A lack of forward guidance for analysts during companies’ conference calls on their business is another frustration.

“As an analyst, you’re always worried about not being told the same thing as others,” said Sanyalaksna Manibhandu, senior analyst at NBAD Securities in Abu Dhabi.

“There is an inconsistency – the regulator encourages transparency but the companies will say we can’t give you certain information.”

A Reuters survey of a dozen international fund managers found Saudi Arabia ranked highest among the five main Middle Eastern exchanges for disclosure of corporate information, with 43 points out of a possible 60. Qatar followed with 41 points and Egypt with 39. Kuwait came bottom with just 18 points.

TRADING

Erratic corporate disclosure in Gulf markets can lead to big and unexplained share price moves, sometimes extending over several days, that are eventually followed by major corporate announcements.

In these cases it is usually not clear that any improper trading has occurred – but the suspicion can be hard to avoid.

“Unexplainable market moves destroy investor confidence. You need to see prices react to news – whether positively or negatively – and you need to see it happening legitimately in the market, with a proper flow of information,” said Ali Adou, portfolio manager at Abu Dhabi’s The National Investor.

All of the national regulators have rules against insider trading or other improper market activity. The UAE’s Securities and Commodities Authority, for example, says a person who exploits unpublicised information for personal benefit can be liable to imprisonment of up to three years and a fine of as much as Dhs1 million ($270,000).

But around the region, authorities may lack the investigative muscle to go after illicit investors, and there have not been the high-profile legal cases against insider traders seen in other countries such as the United States.

“There are classic cases of leaks in information which can’t be proved, and we don’t have answers,” said Alawi.

The picture is not entirely grim. Egypt, which has a stock exchange history dating back over a century, has a relatively strong reputation for acting against improper trading.

Last month its financial regulator cancelled a day of trades in shares of Cairo-listed investment bank EFG-Hermes, which had soared before the bank announced a 1 billion Egyptian pound ($144 million) share buy-back.

Some fund managers believe more exposure to foreign capital, and Gulf countries’ desire to diversify their economies beyond oil, will encourage them to tighten standards in coming years.

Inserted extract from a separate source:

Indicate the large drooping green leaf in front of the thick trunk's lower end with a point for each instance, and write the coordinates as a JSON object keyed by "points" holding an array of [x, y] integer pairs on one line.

In Saudi Arabia, that already appears to be happening as the Capital Market Authority prepares the stock market for its eventual opening to direct foreign investment. The regulator issued tens of millions of riyals (millions of dollars) in fines to investors in 2013 for breaches of trading regulations, and fined some companies small amounts for poor disclosure.

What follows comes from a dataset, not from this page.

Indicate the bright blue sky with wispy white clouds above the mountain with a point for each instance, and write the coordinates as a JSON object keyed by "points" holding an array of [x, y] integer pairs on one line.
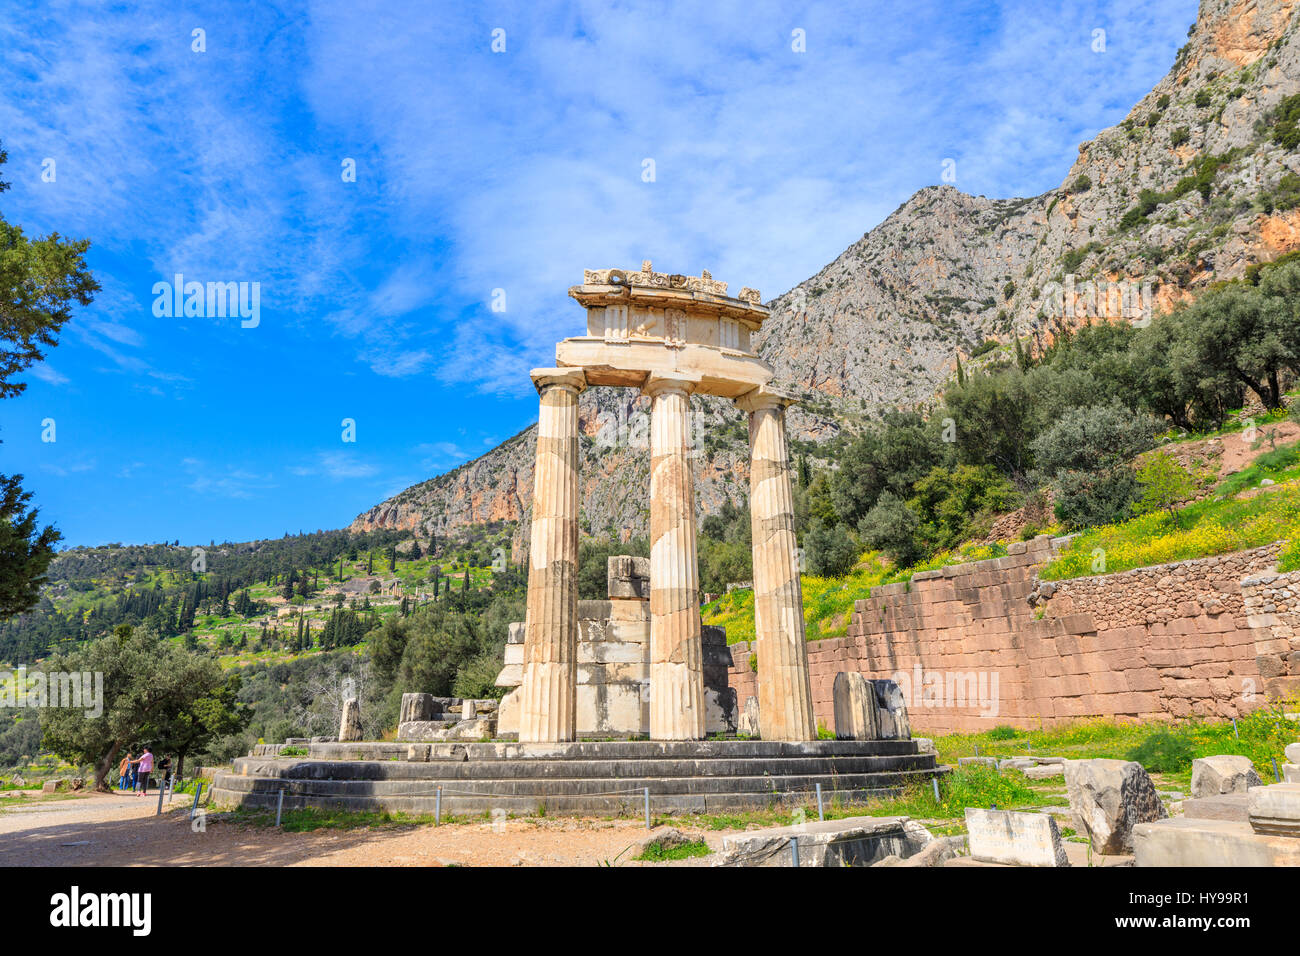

Adou at The National Investor said that while the Gulf’s regulatory framework was overall below par compared to developed markets, a lot of effort had gone into improving transparency and corporate governance in recent years.

But some analysts think the government’s relationship to regulators may need to change for any major improvement.

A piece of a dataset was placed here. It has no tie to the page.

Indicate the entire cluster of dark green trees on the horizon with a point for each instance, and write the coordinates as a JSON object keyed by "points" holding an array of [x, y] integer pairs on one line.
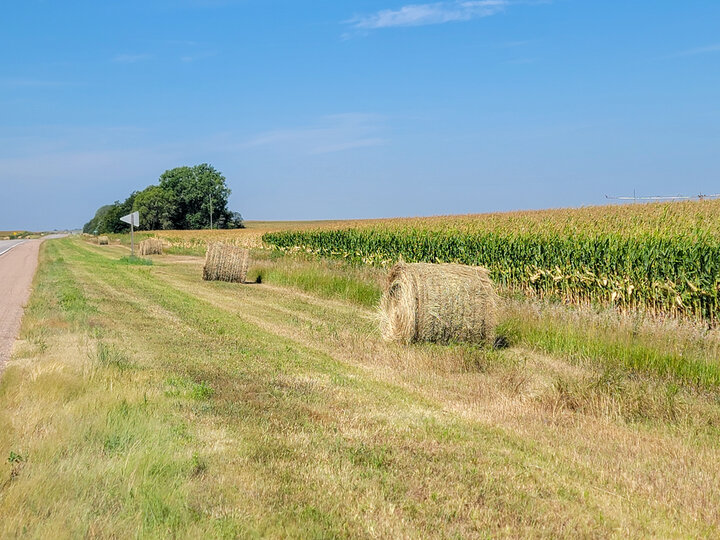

“GCC regulators need to be independent of and have a mandate enabling them to work independently from the government for the level of corporate governance to improve,” said Nasser Saidi, founder and president of Nasser Saidi & Associates, an economic consulting company based in Dubai and Beirut.

The Reuters survey found Egypt ranked highest among the five main Middle East markets for enforcement of rules against illicit trade, with 43 points. Saudi Arabia, at 35 points, came second; Kuwait was again at the bottom with only 14 points.